67 P. 636 | Kan. | 1902
The opinion of the court was delivered by
On December 20, 1897, the Remington Paper Company recovered a judgment against the Topeka Capital Company for $8630, which was later taken to the supreme court for review. While it was pending in this court, and on June 2, 1898, this proceeding was brought by the paper company to enforce a stockholder’s liability against J. K. Hudson. The petition alleged the rendition of the judgment against the Capital company; the issuance of an execution thereon which had been returned unsatisfied for the reason that no property could be found whereon to levy the same ; that Hudson was the owner and holder of a large amount of stock in the Capital company, and for his stockholder’s liability on the judgment
On August 1, 1899, the paper company obtained leave to amend its petition, and in the amended petition, after the fifst count, which set up the judgment against the Capital company and liability of Hudson by reason of the judgment, the paper company in several causes of action specifically set up a number of promissory notes given by the Capital company to the paper company — the same notes upon which the judgment heretofore mentioned was rendered. It alleged that the notes were due and unpaid, and, by reason of the fact that the Capital company had suspended business for more than a year, and that J. K. Hudson was a stockholder in that company, judgment was claimed against him upon the promissory notes. There was a further allegation in the amended petition that the judgment rendered against the Capital company had been taken to the supreme court; that no supersedeas bond had been filed; that this proceeding against Hudson had been continued from term to term ; and that the statute of limitations was about run against Hudson upon the notes because the Capital company had ceased to do business more than a year before that time.
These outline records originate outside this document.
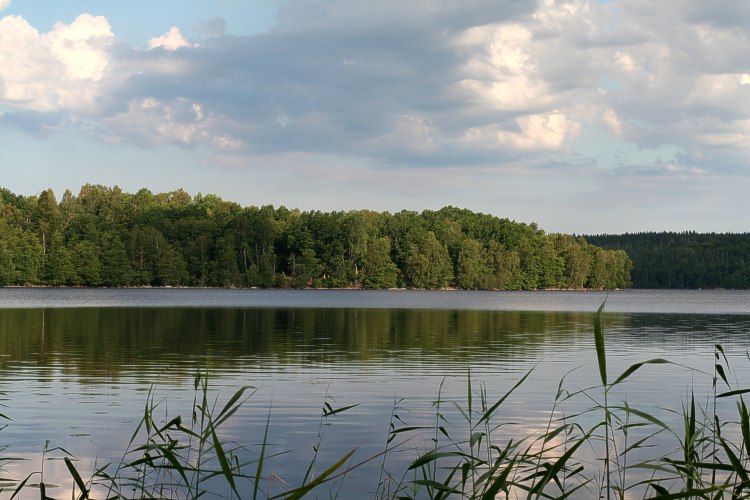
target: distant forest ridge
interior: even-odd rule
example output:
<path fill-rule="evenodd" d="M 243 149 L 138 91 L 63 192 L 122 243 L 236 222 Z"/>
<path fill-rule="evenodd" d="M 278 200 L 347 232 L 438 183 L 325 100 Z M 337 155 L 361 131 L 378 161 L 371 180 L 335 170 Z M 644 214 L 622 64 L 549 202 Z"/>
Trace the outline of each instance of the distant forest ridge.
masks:
<path fill-rule="evenodd" d="M 445 207 L 242 207 L 183 190 L 0 188 L 0 285 L 625 288 L 632 263 L 582 237 Z"/>
<path fill-rule="evenodd" d="M 633 260 L 637 288 L 750 288 L 750 234 L 648 232 L 586 236 Z"/>

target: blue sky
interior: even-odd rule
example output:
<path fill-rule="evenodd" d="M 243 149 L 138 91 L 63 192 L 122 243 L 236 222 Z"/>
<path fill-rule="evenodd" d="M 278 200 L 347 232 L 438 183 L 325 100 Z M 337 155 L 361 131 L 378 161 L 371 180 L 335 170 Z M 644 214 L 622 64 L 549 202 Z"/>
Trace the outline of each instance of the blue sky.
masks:
<path fill-rule="evenodd" d="M 750 4 L 0 0 L 0 185 L 750 231 Z"/>

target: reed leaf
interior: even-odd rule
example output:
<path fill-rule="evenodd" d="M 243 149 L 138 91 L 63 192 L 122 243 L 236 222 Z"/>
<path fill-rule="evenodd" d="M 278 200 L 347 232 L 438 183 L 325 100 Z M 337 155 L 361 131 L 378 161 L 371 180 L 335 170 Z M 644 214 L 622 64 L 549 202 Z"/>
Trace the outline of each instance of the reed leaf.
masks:
<path fill-rule="evenodd" d="M 65 461 L 65 466 L 68 468 L 70 475 L 73 476 L 73 480 L 78 485 L 78 489 L 81 490 L 81 496 L 79 498 L 88 498 L 89 490 L 86 488 L 86 483 L 83 482 L 83 478 L 81 478 L 75 465 L 73 465 L 73 462 L 68 457 L 63 457 L 63 460 Z"/>
<path fill-rule="evenodd" d="M 599 376 L 602 379 L 602 385 L 607 385 L 607 356 L 604 352 L 604 330 L 602 329 L 602 315 L 604 313 L 605 299 L 594 317 L 594 343 L 596 345 L 596 360 L 599 364 Z"/>

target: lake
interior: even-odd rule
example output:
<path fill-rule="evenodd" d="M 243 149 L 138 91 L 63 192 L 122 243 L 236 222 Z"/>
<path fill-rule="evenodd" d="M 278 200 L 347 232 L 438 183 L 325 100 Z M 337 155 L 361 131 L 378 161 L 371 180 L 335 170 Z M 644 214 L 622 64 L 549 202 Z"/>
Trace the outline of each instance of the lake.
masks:
<path fill-rule="evenodd" d="M 431 425 L 440 391 L 446 425 L 460 429 L 450 402 L 466 405 L 468 380 L 494 402 L 532 370 L 501 408 L 510 434 L 532 434 L 547 425 L 560 380 L 570 392 L 597 385 L 593 321 L 605 299 L 610 374 L 655 357 L 684 366 L 646 366 L 610 400 L 678 425 L 669 410 L 690 390 L 703 401 L 711 391 L 715 343 L 735 385 L 750 380 L 748 291 L 0 289 L 2 413 L 12 419 L 2 455 L 28 459 L 0 477 L 40 471 L 46 441 L 89 476 L 94 464 L 118 462 L 149 391 L 160 418 L 187 419 L 198 372 L 219 408 L 239 387 L 255 388 L 222 438 L 252 460 L 269 422 L 269 451 L 289 452 L 264 468 L 272 494 L 299 482 L 319 433 L 319 471 L 354 448 L 355 461 L 382 451 L 394 402 L 398 425 Z M 324 403 L 358 406 L 322 419 Z M 416 433 L 386 457 L 388 469 L 403 472 L 429 446 Z M 338 494 L 373 496 L 381 464 L 352 471 Z M 45 462 L 44 474 L 60 485 L 48 495 L 70 497 L 61 460 Z"/>

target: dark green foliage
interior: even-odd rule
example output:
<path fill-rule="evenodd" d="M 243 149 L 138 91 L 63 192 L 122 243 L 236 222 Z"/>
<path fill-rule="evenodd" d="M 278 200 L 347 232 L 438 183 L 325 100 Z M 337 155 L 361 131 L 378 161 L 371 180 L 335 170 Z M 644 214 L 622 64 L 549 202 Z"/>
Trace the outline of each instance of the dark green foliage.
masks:
<path fill-rule="evenodd" d="M 445 207 L 241 207 L 183 190 L 0 189 L 0 286 L 624 288 L 630 259 L 583 238 Z"/>
<path fill-rule="evenodd" d="M 627 252 L 638 288 L 750 288 L 750 233 L 634 233 L 586 239 Z"/>

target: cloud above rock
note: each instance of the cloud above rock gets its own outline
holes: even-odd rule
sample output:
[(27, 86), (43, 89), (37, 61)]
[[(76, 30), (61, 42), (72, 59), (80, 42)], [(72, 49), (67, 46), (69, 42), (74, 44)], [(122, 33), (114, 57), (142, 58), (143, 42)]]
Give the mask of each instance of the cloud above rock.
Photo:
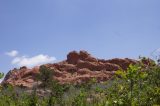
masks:
[(10, 52), (6, 52), (6, 55), (10, 56), (10, 57), (15, 57), (18, 55), (18, 51), (17, 50), (12, 50)]
[(11, 61), (11, 64), (16, 66), (27, 66), (27, 67), (34, 67), (46, 63), (52, 63), (56, 60), (55, 57), (44, 55), (44, 54), (38, 54), (35, 56), (18, 56), (18, 51), (13, 50), (11, 52), (6, 52), (6, 55), (10, 57), (14, 57)]

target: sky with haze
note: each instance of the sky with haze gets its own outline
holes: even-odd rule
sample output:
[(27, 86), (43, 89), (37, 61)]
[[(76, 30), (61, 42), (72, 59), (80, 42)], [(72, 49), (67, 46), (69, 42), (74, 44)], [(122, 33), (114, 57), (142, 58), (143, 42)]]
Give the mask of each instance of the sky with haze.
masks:
[(0, 0), (0, 72), (57, 62), (160, 52), (160, 0)]

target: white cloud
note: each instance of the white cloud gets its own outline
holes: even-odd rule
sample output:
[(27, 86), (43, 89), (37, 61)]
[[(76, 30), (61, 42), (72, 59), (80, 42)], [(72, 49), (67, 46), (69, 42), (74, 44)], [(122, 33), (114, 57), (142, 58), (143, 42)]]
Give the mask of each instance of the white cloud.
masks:
[(22, 57), (15, 57), (12, 60), (12, 64), (14, 65), (18, 65), (18, 66), (27, 66), (27, 67), (33, 67), (36, 65), (42, 65), (45, 63), (50, 63), (55, 61), (56, 58), (55, 57), (50, 57), (48, 55), (37, 55), (37, 56), (33, 56), (33, 57), (26, 57), (26, 56), (22, 56)]
[(15, 57), (15, 56), (18, 55), (18, 51), (12, 50), (10, 52), (6, 52), (5, 54), (8, 55), (8, 56), (10, 56), (10, 57)]

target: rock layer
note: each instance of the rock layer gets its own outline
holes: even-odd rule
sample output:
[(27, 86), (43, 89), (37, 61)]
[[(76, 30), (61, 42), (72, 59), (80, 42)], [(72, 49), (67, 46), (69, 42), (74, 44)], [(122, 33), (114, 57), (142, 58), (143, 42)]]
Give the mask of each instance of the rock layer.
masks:
[[(77, 84), (89, 81), (92, 78), (98, 82), (107, 81), (118, 69), (126, 70), (129, 64), (135, 64), (137, 61), (133, 59), (97, 59), (92, 57), (86, 51), (72, 51), (67, 55), (65, 61), (45, 64), (45, 66), (54, 70), (53, 79), (59, 83)], [(21, 67), (13, 69), (7, 73), (3, 84), (9, 83), (13, 86), (22, 86), (32, 88), (36, 85), (36, 74), (39, 73), (39, 67), (32, 69)]]

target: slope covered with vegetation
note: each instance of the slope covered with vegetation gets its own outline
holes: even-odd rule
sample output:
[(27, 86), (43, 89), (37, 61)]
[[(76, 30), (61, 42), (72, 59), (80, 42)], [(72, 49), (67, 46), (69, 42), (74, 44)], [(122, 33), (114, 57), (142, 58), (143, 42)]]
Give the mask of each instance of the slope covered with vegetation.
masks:
[(41, 83), (30, 91), (9, 84), (1, 86), (0, 106), (160, 105), (160, 66), (153, 61), (144, 64), (142, 59), (130, 64), (127, 70), (116, 71), (112, 79), (103, 83), (93, 78), (76, 85), (59, 84), (52, 80), (52, 74), (54, 70), (41, 66), (36, 77)]

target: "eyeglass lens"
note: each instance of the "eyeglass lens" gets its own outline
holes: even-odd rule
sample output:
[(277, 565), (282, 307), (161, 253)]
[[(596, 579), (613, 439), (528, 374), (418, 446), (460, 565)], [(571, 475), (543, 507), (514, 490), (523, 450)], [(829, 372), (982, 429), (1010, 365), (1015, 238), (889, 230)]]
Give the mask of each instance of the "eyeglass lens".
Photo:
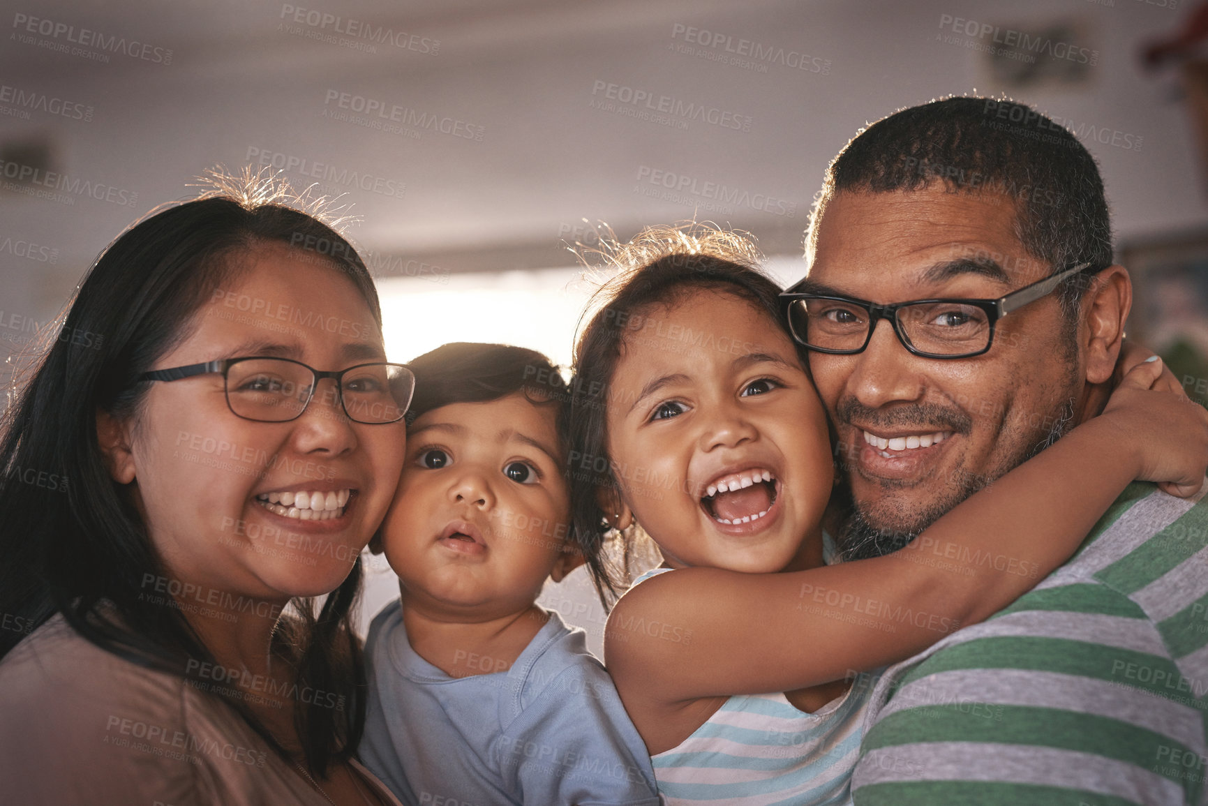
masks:
[[(858, 350), (869, 337), (867, 309), (841, 300), (795, 300), (789, 308), (794, 335), (809, 347)], [(935, 355), (978, 353), (989, 346), (989, 317), (977, 306), (919, 302), (898, 309), (910, 344)]]
[[(227, 370), (227, 401), (239, 417), (285, 422), (298, 417), (314, 375), (301, 364), (257, 358)], [(368, 364), (341, 378), (344, 411), (359, 423), (393, 423), (411, 402), (412, 376), (403, 367)]]

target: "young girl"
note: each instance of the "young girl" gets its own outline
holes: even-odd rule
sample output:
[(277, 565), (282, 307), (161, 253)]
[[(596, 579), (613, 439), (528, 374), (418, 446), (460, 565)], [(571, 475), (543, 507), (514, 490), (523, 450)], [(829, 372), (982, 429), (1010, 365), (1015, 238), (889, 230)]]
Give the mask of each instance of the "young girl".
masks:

A motion was made by the defendant to strike from the amended petition all the averments except those' in the first count thereof, for the reason that the averments challenged changed the claim and cause of action therein from that set up in the original petition, and because the paper company could not maintain an action on the promissory notes against Hudson. The court sustained the motion and struck out every count of the petition except the first one. Of this ruling complaint is made.
No error was committed in striking out the causes
As the law stood when these proceedings were had, a creditor had two remedies against a stockholder. In one he could obtain an execution against the stockholder in a summary way where there was a subsisting judgment and unsatisfied execution against the corporation. (Gen. Stat. 1901, § 1310.) In the other, where the corporation was dissolved, or had ceased to do business for more than one year and was deemed to be dissolved, an action could be brought by a creditor directly against a stockholder without waiting to obtain judgment against the corporation. (Gen. Stat. 1889,¶ 1204.) In the first the judgment is rendered against the corporation in an action in which the stockholder is not a party, and this judgment is conclusive in a proceeding against a stockholder, unless it is obtained by fraud or rendered by a court without jurisdiction. The second was maintainable when a liability against the corporation had not been judicially determined, and where all the defenses which would have been open to the corporation might be
"The remedies afforded by these two sections cannot be called cumulative, and considered equally open to creditors. One relates to the exigency of corporate insolvency ; the other, to that of corporate dissolution. Under one, the proceeding lies because th.e corporation is bankrupt, though not necessarily dissolved ; under the other, because it is dissolved, though not necessarily bankrupt. The remedy of the section last quoted' is open to the creditors immediately upon the dissolution of the corporation. Under its provisions, there is no occasion to await the recovery of a judgment against the company, but action may at once be brought against its stockholders.”
It is plain to be seen that the pleader stated different grounds of recovery, and the two remedies which he sought were based on entirely different rights. They were dissimilar and inconsistent, and being based on repugnant theories, the election of one of them is necessarily a bar to the subsequent adoption of the other. (Railway Co. v. Henrie, 63 Kan. 330, 65 Pac. 665.)
Apart from the consideration that the election of one of two remedies predicated upon conflicting theories operated as a bar, there was the further matter that the notes set up in the stricken counts had lost their vitality and force because they had become merged in the judgment. When they passed into judgment they ceased to exist for any purpose, and cannot be used again as a basis of recovery. (Price v. Bank, 62 Kan. 735, 64 Pac. 637.)
The judgment of the district court will be affirmed.